Friday, May 02, 2008
What can happen when you take a team’s stats too seriously, while ignoring player projections
You end up with ridiculous conclusions. BP says that these teams have the highest chances of making the playoffs:
80.3: Arizona
68.9: Oakland
53.9: Chicago (AL)
52.1: Tampa Bay
How can TB be on the list and not Boston? Boston is the better team with the better record! What about CLE, an excellent team in a division with teams that have terrible records, other than CWS, who are a terrible team? Why is OAK on the list, but not ANA, when they have the same record, and ANA is the better team?
Those numbers, as well as the rest of the numbers in BP’s playoffs odds, are ridiculous because they are using some kind of silly system to compute each team’s expected wp for the rest of the season, which involves, I think (it is impossible to tell, when you have 136 different labels, stats, explanations, etc.), putting a great deal of weight on a team’s current season “something,” be it w/l record, pythag. record, underlying EQ hitting and pitching, or whatever, and then doing some kind of regression toward .500, rather than just doing what they do at the beginning of the season, which is using each player’s projection, both performance rates, and playing time, which is THE correct way to do it.
I say what they are doing is silly and wrong not because I know and understand exactly what they are doing (I don’t), but only because if you look at the results, you can easily see that they make zero sense.
As you can see from these, and their other “playoff odds,” numbers, doing whatever they are doing, is spitting out obviously ridiculous numbers.
Check these out:
The Angels, with an 18-12 record, and obviously a good team, based on everyone’s pre-season projections, including BP’s own, are somehow now a .486 team going forward, if I am reading their charts correctly (which is no easy task)!
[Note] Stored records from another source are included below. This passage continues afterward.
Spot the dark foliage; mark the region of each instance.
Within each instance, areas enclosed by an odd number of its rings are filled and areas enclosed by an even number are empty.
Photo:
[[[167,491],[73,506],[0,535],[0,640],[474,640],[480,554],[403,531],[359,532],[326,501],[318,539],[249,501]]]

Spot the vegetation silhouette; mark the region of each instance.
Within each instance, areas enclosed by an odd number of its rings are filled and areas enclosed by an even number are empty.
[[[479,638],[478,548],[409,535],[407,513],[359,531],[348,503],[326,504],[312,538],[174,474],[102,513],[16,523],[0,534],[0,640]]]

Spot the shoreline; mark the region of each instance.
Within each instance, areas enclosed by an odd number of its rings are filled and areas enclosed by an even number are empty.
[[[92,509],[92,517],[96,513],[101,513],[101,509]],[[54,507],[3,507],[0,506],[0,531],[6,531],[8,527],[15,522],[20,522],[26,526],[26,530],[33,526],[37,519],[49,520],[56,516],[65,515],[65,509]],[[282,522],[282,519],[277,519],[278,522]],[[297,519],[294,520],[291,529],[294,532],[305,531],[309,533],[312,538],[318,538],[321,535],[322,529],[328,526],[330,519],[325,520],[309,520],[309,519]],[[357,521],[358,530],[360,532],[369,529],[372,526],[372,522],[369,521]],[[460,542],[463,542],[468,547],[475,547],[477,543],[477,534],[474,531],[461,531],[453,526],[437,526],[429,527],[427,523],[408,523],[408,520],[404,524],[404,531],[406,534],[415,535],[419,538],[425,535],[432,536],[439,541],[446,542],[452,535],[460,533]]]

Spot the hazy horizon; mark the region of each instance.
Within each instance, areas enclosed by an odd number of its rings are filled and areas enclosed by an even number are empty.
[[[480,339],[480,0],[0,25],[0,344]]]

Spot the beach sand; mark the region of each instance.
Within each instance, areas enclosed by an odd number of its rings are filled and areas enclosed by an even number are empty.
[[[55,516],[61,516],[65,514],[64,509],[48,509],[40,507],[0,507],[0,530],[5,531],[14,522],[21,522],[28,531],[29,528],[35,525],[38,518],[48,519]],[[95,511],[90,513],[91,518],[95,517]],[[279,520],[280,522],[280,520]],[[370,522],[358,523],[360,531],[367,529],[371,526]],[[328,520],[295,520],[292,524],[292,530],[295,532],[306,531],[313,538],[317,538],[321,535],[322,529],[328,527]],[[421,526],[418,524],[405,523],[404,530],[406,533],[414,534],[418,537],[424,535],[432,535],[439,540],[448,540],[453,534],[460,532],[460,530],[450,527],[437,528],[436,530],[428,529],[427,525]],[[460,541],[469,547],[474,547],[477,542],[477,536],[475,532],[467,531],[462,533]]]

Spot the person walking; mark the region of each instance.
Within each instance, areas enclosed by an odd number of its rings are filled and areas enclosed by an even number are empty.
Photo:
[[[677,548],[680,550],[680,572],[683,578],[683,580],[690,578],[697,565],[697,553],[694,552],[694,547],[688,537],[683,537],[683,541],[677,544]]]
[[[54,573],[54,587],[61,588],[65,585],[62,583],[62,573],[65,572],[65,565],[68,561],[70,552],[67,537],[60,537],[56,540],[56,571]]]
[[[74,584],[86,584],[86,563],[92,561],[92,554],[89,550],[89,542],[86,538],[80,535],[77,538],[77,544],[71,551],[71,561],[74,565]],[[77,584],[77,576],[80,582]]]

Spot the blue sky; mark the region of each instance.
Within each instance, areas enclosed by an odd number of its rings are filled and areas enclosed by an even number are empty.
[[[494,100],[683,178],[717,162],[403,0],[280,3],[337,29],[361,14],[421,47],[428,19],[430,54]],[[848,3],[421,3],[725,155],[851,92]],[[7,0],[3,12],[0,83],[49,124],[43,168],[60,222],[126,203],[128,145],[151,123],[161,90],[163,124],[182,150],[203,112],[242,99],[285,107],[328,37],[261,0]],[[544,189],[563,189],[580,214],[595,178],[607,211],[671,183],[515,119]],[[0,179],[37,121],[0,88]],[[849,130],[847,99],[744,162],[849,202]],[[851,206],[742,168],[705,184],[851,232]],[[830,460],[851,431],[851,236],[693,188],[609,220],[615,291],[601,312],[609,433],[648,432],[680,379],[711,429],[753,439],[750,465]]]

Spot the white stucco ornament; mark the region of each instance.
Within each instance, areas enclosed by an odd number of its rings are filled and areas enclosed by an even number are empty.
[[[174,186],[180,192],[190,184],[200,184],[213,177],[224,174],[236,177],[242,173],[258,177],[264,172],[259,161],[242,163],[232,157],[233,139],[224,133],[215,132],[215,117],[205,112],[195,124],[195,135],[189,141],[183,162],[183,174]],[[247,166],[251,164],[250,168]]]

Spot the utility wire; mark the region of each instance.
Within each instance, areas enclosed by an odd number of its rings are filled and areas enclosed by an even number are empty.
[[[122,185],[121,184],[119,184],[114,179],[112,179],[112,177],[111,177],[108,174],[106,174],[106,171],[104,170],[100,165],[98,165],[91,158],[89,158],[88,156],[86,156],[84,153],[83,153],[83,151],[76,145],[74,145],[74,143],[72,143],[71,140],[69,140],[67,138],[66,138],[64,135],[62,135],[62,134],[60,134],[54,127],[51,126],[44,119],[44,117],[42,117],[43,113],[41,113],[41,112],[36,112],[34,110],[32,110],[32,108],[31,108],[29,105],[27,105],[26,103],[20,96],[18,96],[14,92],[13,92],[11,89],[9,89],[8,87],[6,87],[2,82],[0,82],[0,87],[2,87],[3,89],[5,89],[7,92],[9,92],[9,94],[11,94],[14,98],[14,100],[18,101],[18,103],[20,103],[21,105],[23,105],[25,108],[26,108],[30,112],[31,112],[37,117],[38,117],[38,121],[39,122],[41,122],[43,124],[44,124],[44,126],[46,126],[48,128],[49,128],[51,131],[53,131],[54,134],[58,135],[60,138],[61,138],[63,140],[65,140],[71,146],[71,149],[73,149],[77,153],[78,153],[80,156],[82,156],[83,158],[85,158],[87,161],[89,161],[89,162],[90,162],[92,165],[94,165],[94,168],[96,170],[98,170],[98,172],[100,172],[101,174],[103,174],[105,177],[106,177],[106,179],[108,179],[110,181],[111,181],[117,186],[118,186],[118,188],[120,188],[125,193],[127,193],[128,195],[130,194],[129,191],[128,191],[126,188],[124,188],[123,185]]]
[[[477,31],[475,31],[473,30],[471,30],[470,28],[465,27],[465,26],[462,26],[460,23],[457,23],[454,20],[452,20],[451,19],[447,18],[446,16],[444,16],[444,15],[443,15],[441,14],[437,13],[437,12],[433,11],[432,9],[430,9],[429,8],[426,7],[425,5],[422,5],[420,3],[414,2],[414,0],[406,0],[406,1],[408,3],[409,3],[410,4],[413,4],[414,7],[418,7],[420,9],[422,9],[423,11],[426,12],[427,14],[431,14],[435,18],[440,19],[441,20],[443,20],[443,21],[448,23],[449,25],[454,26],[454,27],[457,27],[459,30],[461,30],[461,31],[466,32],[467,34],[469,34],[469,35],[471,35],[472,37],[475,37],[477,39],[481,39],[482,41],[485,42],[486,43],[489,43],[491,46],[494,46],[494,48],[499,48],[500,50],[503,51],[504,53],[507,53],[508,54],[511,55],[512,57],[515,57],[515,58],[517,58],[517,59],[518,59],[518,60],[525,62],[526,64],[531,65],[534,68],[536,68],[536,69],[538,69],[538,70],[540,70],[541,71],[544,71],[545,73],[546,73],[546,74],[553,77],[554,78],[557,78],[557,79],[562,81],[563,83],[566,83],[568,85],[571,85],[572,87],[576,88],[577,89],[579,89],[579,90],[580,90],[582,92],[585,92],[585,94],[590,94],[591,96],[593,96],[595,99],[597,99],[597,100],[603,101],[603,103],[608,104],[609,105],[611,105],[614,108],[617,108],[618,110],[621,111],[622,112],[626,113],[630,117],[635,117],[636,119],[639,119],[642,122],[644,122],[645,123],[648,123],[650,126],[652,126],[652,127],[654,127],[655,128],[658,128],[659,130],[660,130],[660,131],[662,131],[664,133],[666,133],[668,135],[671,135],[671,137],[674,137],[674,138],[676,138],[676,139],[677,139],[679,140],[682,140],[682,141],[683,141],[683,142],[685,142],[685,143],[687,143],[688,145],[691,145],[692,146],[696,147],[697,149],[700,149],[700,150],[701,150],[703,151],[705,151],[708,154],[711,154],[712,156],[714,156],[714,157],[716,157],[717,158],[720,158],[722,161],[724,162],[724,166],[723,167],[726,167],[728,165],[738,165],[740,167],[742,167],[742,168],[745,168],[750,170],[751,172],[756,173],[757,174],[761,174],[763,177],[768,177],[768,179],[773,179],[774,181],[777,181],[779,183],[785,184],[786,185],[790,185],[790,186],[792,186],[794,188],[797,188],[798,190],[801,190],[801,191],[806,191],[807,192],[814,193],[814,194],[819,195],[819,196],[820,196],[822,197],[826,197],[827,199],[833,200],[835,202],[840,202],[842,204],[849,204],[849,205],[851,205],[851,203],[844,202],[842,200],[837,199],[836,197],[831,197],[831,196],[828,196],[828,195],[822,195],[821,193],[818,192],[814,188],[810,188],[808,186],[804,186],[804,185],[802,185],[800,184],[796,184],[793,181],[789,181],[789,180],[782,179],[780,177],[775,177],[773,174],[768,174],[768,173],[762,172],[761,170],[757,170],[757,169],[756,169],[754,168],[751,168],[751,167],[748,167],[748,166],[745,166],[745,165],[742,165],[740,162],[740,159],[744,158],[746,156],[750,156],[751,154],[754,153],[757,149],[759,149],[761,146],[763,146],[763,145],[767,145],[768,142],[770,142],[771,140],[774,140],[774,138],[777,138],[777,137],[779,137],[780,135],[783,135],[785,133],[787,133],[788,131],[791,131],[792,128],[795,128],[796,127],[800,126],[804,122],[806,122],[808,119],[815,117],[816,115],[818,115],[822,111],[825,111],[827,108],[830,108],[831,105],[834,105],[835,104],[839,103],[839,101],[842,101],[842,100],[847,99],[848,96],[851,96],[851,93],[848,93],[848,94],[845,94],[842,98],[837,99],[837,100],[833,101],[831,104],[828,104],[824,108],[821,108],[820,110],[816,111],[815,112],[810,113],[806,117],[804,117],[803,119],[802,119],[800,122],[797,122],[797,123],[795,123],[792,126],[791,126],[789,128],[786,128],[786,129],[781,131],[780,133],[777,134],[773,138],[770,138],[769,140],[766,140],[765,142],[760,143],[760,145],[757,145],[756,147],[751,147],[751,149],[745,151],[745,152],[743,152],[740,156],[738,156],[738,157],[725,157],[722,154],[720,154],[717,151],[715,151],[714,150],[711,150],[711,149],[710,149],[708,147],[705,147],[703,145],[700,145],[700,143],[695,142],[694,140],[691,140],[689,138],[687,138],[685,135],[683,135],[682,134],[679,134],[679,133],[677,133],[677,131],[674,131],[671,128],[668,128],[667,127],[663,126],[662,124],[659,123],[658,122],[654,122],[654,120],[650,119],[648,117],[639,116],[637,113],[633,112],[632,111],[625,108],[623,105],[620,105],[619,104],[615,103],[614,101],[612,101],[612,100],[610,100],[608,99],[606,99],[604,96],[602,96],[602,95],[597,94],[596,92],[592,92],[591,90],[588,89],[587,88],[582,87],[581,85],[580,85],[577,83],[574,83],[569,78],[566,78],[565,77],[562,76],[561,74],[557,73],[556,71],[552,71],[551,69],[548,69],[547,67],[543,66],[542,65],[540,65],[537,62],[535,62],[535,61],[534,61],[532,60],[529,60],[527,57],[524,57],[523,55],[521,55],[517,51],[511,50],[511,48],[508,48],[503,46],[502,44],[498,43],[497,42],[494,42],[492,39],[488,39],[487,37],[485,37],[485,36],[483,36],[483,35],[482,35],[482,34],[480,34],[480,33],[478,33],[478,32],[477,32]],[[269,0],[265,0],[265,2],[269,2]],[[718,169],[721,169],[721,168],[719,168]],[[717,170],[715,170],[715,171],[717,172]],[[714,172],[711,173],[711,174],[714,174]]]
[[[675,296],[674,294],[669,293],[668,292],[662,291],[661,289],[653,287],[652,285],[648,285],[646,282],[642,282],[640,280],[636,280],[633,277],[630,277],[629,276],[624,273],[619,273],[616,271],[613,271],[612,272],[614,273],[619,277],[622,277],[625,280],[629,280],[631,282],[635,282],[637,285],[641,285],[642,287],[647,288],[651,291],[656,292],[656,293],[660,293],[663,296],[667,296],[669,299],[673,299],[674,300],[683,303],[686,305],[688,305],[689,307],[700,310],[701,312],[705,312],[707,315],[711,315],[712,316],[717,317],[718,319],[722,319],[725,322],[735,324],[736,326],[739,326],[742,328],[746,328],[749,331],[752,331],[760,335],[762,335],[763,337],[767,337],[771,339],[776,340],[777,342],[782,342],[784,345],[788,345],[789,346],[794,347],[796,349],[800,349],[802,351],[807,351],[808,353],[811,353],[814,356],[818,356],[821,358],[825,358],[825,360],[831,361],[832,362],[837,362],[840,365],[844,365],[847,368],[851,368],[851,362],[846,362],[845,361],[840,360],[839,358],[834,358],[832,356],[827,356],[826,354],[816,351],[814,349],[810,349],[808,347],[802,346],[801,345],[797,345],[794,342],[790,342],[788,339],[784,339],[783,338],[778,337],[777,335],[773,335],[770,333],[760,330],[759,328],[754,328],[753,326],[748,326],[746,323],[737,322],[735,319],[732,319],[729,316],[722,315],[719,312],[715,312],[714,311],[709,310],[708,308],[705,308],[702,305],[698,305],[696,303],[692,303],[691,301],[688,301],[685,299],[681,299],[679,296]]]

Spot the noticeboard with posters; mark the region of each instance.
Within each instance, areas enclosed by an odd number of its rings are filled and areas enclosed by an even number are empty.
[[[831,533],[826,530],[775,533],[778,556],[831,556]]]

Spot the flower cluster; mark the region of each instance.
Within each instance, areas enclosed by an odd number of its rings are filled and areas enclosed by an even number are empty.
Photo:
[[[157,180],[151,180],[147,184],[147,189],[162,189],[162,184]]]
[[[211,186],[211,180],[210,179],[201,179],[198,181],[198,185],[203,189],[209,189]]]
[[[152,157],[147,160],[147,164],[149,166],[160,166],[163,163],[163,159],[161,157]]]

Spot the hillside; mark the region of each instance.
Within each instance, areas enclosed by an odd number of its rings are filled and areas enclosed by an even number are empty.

How is that possible? I assume that they must have some kind of bad underlying offense and defensive numbers so far this season. I don’t really know.
The WS, a bad team, somehow are now a .537 team now going forward, better than the Phillies, Mets, Braves, Boston, Yankees, and Tigers.
I don’t think I need to go on. Does anyone at BP actually look at these numbers to see if they make any sense? Because they don’t.
I am looking at the “post-season odds report” and then the link to their “adjusted standings report” and I can’t make much sense of it, so I will admit that the “pct3” column may not be their expected wp going forward, although I think it is, but either way, the final expected w/l for each team, as well as their expected odds of making the playoffs, are ridiculous.